Dennis Reed is director of over60s campaign group Silver Voices. He is scathing in his criticism of the banks. 

He says: ‘The obscene profits announced by the big banks in the last few days disgusts senior citizens like me who are being squeezed from all directions by the unprecedented cost of living crisis.’ 

He adds: ‘Many pensioners are reliant on the interest they get from their savings to top up their state pension so they can afford everyday essentials. Yet they now have to watch these savings go down the plughole as inflation surges and the interest rates they receive are worse than pitiful.’ 

Reed believes the Chancellor of the Exchequer should announce a windfall tax on the big banks and use it to fund an emergency £500-ayear boost to state pensions. 

Savings Champion’s Anna Bowes says it ‘beggars belief’ that only 30 per cent of savings organisations have so far disclosed what they intend to do with savings rates in response to the two base rate increases since December last year. 

In other words 70 per cent – 111 out of 158 – have done nothing for variable rate savers since base rate first moved up 73 days ago. 

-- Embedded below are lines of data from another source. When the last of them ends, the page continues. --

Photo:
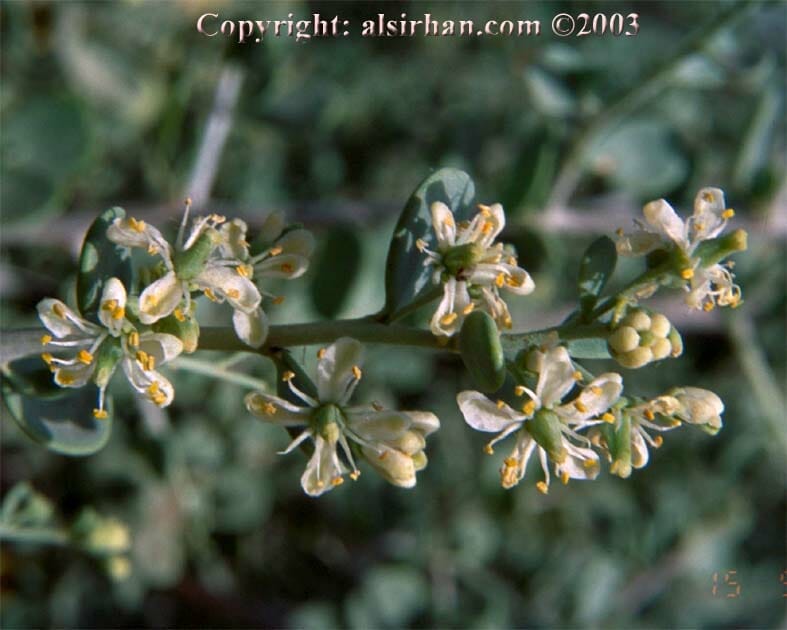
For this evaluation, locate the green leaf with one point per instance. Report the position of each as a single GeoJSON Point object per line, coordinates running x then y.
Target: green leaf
{"type": "Point", "coordinates": [595, 269]}
{"type": "Point", "coordinates": [593, 348]}
{"type": "Point", "coordinates": [65, 425]}
{"type": "Point", "coordinates": [405, 274]}
{"type": "Point", "coordinates": [336, 267]}
{"type": "Point", "coordinates": [100, 260]}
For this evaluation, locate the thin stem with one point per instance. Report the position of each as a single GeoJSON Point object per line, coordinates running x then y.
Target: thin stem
{"type": "Point", "coordinates": [215, 370]}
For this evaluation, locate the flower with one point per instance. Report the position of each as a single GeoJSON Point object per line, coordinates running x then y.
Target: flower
{"type": "Point", "coordinates": [472, 268]}
{"type": "Point", "coordinates": [100, 348]}
{"type": "Point", "coordinates": [708, 285]}
{"type": "Point", "coordinates": [544, 424]}
{"type": "Point", "coordinates": [392, 441]}
{"type": "Point", "coordinates": [190, 265]}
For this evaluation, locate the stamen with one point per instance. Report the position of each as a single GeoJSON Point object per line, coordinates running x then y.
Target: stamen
{"type": "Point", "coordinates": [85, 357]}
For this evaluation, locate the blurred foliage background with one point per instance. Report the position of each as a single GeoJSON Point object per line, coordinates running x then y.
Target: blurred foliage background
{"type": "Point", "coordinates": [126, 104]}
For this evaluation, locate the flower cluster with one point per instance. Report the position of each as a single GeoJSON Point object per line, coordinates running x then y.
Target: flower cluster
{"type": "Point", "coordinates": [472, 268]}
{"type": "Point", "coordinates": [391, 441]}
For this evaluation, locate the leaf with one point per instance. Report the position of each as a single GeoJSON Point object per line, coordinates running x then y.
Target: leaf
{"type": "Point", "coordinates": [592, 348]}
{"type": "Point", "coordinates": [595, 269]}
{"type": "Point", "coordinates": [65, 425]}
{"type": "Point", "coordinates": [99, 260]}
{"type": "Point", "coordinates": [405, 274]}
{"type": "Point", "coordinates": [336, 267]}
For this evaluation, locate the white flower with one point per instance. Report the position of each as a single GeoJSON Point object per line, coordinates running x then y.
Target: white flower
{"type": "Point", "coordinates": [472, 268]}
{"type": "Point", "coordinates": [392, 441]}
{"type": "Point", "coordinates": [100, 348]}
{"type": "Point", "coordinates": [708, 286]}
{"type": "Point", "coordinates": [544, 424]}
{"type": "Point", "coordinates": [190, 265]}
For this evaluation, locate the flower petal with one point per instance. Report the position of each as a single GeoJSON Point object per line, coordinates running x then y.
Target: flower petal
{"type": "Point", "coordinates": [160, 298]}
{"type": "Point", "coordinates": [251, 328]}
{"type": "Point", "coordinates": [484, 415]}
{"type": "Point", "coordinates": [556, 377]}
{"type": "Point", "coordinates": [277, 410]}
{"type": "Point", "coordinates": [335, 373]}
{"type": "Point", "coordinates": [443, 224]}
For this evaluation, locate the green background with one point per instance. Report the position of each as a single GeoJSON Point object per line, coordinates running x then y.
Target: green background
{"type": "Point", "coordinates": [107, 104]}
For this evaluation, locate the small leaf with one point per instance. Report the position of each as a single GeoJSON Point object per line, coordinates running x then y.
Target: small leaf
{"type": "Point", "coordinates": [100, 260]}
{"type": "Point", "coordinates": [597, 265]}
{"type": "Point", "coordinates": [336, 267]}
{"type": "Point", "coordinates": [65, 425]}
{"type": "Point", "coordinates": [405, 274]}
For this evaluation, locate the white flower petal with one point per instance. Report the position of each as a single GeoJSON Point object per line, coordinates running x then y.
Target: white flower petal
{"type": "Point", "coordinates": [663, 218]}
{"type": "Point", "coordinates": [335, 373]}
{"type": "Point", "coordinates": [251, 328]}
{"type": "Point", "coordinates": [160, 298]}
{"type": "Point", "coordinates": [443, 224]}
{"type": "Point", "coordinates": [484, 415]}
{"type": "Point", "coordinates": [277, 410]}
{"type": "Point", "coordinates": [556, 377]}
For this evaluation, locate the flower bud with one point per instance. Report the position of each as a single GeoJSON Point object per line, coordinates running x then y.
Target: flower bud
{"type": "Point", "coordinates": [482, 354]}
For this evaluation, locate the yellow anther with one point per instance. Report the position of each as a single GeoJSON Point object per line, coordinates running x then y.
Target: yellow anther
{"type": "Point", "coordinates": [137, 226]}
{"type": "Point", "coordinates": [85, 357]}
{"type": "Point", "coordinates": [208, 293]}
{"type": "Point", "coordinates": [448, 319]}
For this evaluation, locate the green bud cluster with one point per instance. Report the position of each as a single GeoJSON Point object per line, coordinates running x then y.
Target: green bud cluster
{"type": "Point", "coordinates": [640, 338]}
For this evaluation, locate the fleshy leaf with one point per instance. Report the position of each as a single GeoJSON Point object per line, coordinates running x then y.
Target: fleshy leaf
{"type": "Point", "coordinates": [597, 265]}
{"type": "Point", "coordinates": [99, 260]}
{"type": "Point", "coordinates": [405, 274]}
{"type": "Point", "coordinates": [65, 425]}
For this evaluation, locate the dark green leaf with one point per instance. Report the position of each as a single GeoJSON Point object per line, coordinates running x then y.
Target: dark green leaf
{"type": "Point", "coordinates": [65, 425]}
{"type": "Point", "coordinates": [336, 266]}
{"type": "Point", "coordinates": [405, 274]}
{"type": "Point", "coordinates": [597, 265]}
{"type": "Point", "coordinates": [100, 260]}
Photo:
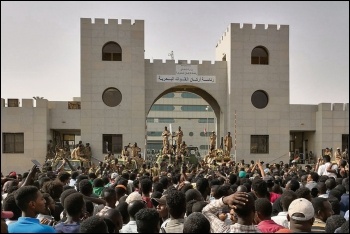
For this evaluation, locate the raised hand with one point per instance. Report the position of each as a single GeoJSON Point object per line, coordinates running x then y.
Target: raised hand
{"type": "Point", "coordinates": [238, 198]}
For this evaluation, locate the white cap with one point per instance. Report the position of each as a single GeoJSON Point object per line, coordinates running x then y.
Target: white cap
{"type": "Point", "coordinates": [114, 175]}
{"type": "Point", "coordinates": [134, 196]}
{"type": "Point", "coordinates": [301, 206]}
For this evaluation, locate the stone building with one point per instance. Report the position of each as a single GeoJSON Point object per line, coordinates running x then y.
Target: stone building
{"type": "Point", "coordinates": [247, 89]}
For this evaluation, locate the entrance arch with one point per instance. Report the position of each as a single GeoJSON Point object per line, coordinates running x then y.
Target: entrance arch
{"type": "Point", "coordinates": [206, 96]}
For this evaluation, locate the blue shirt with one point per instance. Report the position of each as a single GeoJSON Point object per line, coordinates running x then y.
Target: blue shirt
{"type": "Point", "coordinates": [29, 225]}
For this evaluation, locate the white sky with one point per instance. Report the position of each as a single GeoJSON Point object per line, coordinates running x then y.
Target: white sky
{"type": "Point", "coordinates": [40, 41]}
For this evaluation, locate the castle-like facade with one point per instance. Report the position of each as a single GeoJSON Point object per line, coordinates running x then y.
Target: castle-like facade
{"type": "Point", "coordinates": [247, 88]}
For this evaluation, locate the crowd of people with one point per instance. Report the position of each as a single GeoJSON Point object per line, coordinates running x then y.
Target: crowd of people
{"type": "Point", "coordinates": [208, 198]}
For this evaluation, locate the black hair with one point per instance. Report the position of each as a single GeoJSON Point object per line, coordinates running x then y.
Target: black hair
{"type": "Point", "coordinates": [340, 188]}
{"type": "Point", "coordinates": [232, 178]}
{"type": "Point", "coordinates": [345, 183]}
{"type": "Point", "coordinates": [74, 203]}
{"type": "Point", "coordinates": [260, 187]}
{"type": "Point", "coordinates": [334, 222]}
{"type": "Point", "coordinates": [264, 207]}
{"type": "Point", "coordinates": [92, 175]}
{"type": "Point", "coordinates": [196, 223]}
{"type": "Point", "coordinates": [93, 224]}
{"type": "Point", "coordinates": [248, 186]}
{"type": "Point", "coordinates": [120, 191]}
{"type": "Point", "coordinates": [157, 186]}
{"type": "Point", "coordinates": [294, 184]}
{"type": "Point", "coordinates": [202, 184]}
{"type": "Point", "coordinates": [287, 197]}
{"type": "Point", "coordinates": [330, 183]}
{"type": "Point", "coordinates": [122, 181]}
{"type": "Point", "coordinates": [24, 195]}
{"type": "Point", "coordinates": [335, 193]}
{"type": "Point", "coordinates": [314, 175]}
{"type": "Point", "coordinates": [323, 178]}
{"type": "Point", "coordinates": [156, 194]}
{"type": "Point", "coordinates": [134, 207]}
{"type": "Point", "coordinates": [335, 203]}
{"type": "Point", "coordinates": [186, 187]}
{"type": "Point", "coordinates": [164, 180]}
{"type": "Point", "coordinates": [147, 220]}
{"type": "Point", "coordinates": [193, 194]}
{"type": "Point", "coordinates": [63, 176]}
{"type": "Point", "coordinates": [9, 204]}
{"type": "Point", "coordinates": [11, 189]}
{"type": "Point", "coordinates": [223, 190]}
{"type": "Point", "coordinates": [176, 203]}
{"type": "Point", "coordinates": [321, 187]}
{"type": "Point", "coordinates": [245, 210]}
{"type": "Point", "coordinates": [318, 204]}
{"type": "Point", "coordinates": [105, 180]}
{"type": "Point", "coordinates": [146, 185]}
{"type": "Point", "coordinates": [98, 182]}
{"type": "Point", "coordinates": [66, 193]}
{"type": "Point", "coordinates": [85, 187]}
{"type": "Point", "coordinates": [326, 158]}
{"type": "Point", "coordinates": [345, 227]}
{"type": "Point", "coordinates": [198, 206]}
{"type": "Point", "coordinates": [303, 192]}
{"type": "Point", "coordinates": [89, 206]}
{"type": "Point", "coordinates": [43, 180]}
{"type": "Point", "coordinates": [189, 206]}
{"type": "Point", "coordinates": [109, 216]}
{"type": "Point", "coordinates": [54, 188]}
{"type": "Point", "coordinates": [123, 209]}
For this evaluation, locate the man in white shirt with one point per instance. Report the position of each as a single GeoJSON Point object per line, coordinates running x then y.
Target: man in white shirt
{"type": "Point", "coordinates": [287, 198]}
{"type": "Point", "coordinates": [330, 169]}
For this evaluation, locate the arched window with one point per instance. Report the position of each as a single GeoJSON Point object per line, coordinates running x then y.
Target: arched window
{"type": "Point", "coordinates": [260, 55]}
{"type": "Point", "coordinates": [111, 51]}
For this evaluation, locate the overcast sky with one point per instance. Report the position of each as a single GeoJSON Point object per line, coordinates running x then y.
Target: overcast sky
{"type": "Point", "coordinates": [40, 41]}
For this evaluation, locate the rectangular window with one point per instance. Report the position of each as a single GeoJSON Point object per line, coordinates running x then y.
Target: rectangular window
{"type": "Point", "coordinates": [13, 142]}
{"type": "Point", "coordinates": [112, 142]}
{"type": "Point", "coordinates": [259, 144]}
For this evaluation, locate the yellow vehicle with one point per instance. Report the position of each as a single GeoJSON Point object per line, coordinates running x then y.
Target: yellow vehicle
{"type": "Point", "coordinates": [74, 163]}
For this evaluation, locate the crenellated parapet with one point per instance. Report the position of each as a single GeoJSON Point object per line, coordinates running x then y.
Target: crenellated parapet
{"type": "Point", "coordinates": [121, 23]}
{"type": "Point", "coordinates": [184, 62]}
{"type": "Point", "coordinates": [237, 28]}
{"type": "Point", "coordinates": [333, 107]}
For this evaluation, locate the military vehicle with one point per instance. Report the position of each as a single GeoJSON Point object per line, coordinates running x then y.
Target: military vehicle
{"type": "Point", "coordinates": [75, 164]}
{"type": "Point", "coordinates": [193, 156]}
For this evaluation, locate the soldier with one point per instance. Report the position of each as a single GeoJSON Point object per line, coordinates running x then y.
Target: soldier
{"type": "Point", "coordinates": [109, 157]}
{"type": "Point", "coordinates": [337, 155]}
{"type": "Point", "coordinates": [212, 141]}
{"type": "Point", "coordinates": [228, 143]}
{"type": "Point", "coordinates": [66, 149]}
{"type": "Point", "coordinates": [165, 136]}
{"type": "Point", "coordinates": [135, 150]}
{"type": "Point", "coordinates": [155, 170]}
{"type": "Point", "coordinates": [125, 153]}
{"type": "Point", "coordinates": [179, 135]}
{"type": "Point", "coordinates": [58, 156]}
{"type": "Point", "coordinates": [50, 151]}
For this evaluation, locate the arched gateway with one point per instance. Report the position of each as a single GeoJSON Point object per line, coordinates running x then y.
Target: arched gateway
{"type": "Point", "coordinates": [247, 87]}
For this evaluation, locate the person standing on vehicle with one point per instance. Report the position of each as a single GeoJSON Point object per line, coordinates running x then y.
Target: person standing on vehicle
{"type": "Point", "coordinates": [228, 143]}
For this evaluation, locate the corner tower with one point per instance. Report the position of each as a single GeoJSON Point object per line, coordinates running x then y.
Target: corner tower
{"type": "Point", "coordinates": [112, 83]}
{"type": "Point", "coordinates": [258, 85]}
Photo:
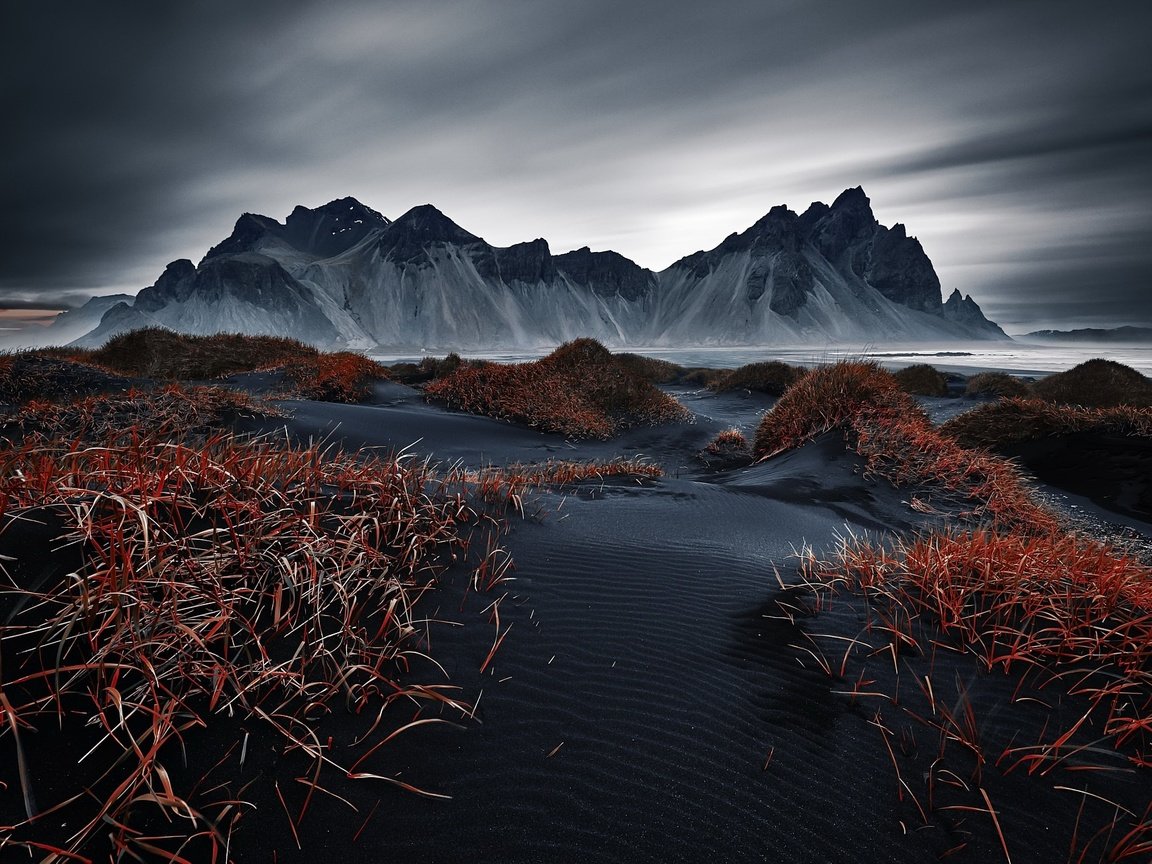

She says: ‘Many people will assume that their banks and building societies will be treating them fairly and passing on at least some of the base rate rise. But that is simply not the case in the majority of cases.’ 

Of the 4,529 variable rate accounts that Savings Champion monitors – both closed and open to new savers – Bowes says only 1,165 have benefited from a rate increase. Only 45 have had a rate lift in response to both increases in base rate. 

Bowes urges savers to shop around for best savings deals, although she accepts that many savers will stay loyal to their banks. 

She adds: ‘Now is the time to move your cash. With the cost of living getting more and more expensive, savers need every penny they can get. Don’t reward your bank for bad behaviour.’ 

Contemptible… the pitiful rates they wouldn’t even try to justify

Savers with money in easy-to-use instant access accounts and tax-friendly cash Isas are suffering the most from parsimonious interest rates. 

Some have not enjoyed any benefit from the 0.35 percentage point rise in interest rates AND they are receiving pitiful annual interest of 0.01 per cent. 

The Mail on Sunday invited all four banks to comment on their contemptible treatment of these loyal savers – against the backdrop of soaring profits and dividend payments to shareholders. 

As you can see, NOT ONE of the banks answered the question as to how such poor rates could be justified in light of their 2021 profits.